You are viewing a plain text version of this content. The canonical link for it is here.
Posted to user@mahout.apache.org by Sandra Clover <sc...@consultant.com> on 2009/09/29 14:47:09 UTC

Classify() method results anomoly - help!

Hi,    I'm using Mahout 0.1 for document classification (using the
distributed Bayesian Network)  and I'm getting some answers back.       I
have noticed 1 thing that is really bugging me. I'm wondering can you
help please:-
 Problem: Concernign the Classify() method there are 2 constructors in
the API. The first one returns just one answer (according to the API it
returns: "the single best category").
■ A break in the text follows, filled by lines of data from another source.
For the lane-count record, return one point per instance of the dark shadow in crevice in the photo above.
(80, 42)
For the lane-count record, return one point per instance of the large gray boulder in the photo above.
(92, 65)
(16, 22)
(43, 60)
The second constructor says that
it: "return the top numResults, ranked by score" My problem is that I
have compared and contrasted the results in both techniques. I have
noticed that the single best category does not appear at *all* in the
range of categories given by the second contructor! Strange no? I would
of expected that it should come top of the list. I have gone to a value
of 20 deep in the numResults level and have not even see in the best
category.     Has anyone encountered this before? I would appreciate any
comments/suggestions/user-experience that you may like to share. Thanks,
Sandra.
 

-- 
An Excellent Credit Score is 750 
See Yours in Just 2 Easy Steps!


Re: Classify() method results anomoly - help!

Posted by Grant Ingersoll <gs...@apache.org>.
On Sep 29, 2009, at 8:47 AM, Sandra Clover wrote:

> Hi,    I'm using Mahout 0.1 for document classification (using the
> distributed Bayesian Network)  and I'm getting some answers  
> back.       I
> have noticed 1 thing that is really bugging me. I'm wondering can you
> help please:-
>  Problem: Concernign the Classify() method there are 2 constructors in
> the API. The first one returns just one answer (according to the API  
> it
> returns: "the single best category"). The second constructor says that
> it: "return the top numResults, ranked by score" My problem is that I
> have compared and contrasted the results in both techniques. I have
> noticed that the single best category does not appear at *all* in the
> range of categories given by the second contructor! Strange no? I  
> would
> of expected that it should come top of the list. I have gone to a  
> value
> of 20 deep in the numResults level and have not even see in the best
> category.     Has anyone encountered this before? I would appreciate  
> any
> comments/suggestions/user-experience that you may like to share.  
> Thanks,
> Sandra.
>

That sounds like a bug.  Can you try out the trunk version of Mahout  
and see if it is still there?  A lot of the classification stuff has  
been reworked recently (I'm not even sure at the moment that those two  
classify methods are even still in the code!)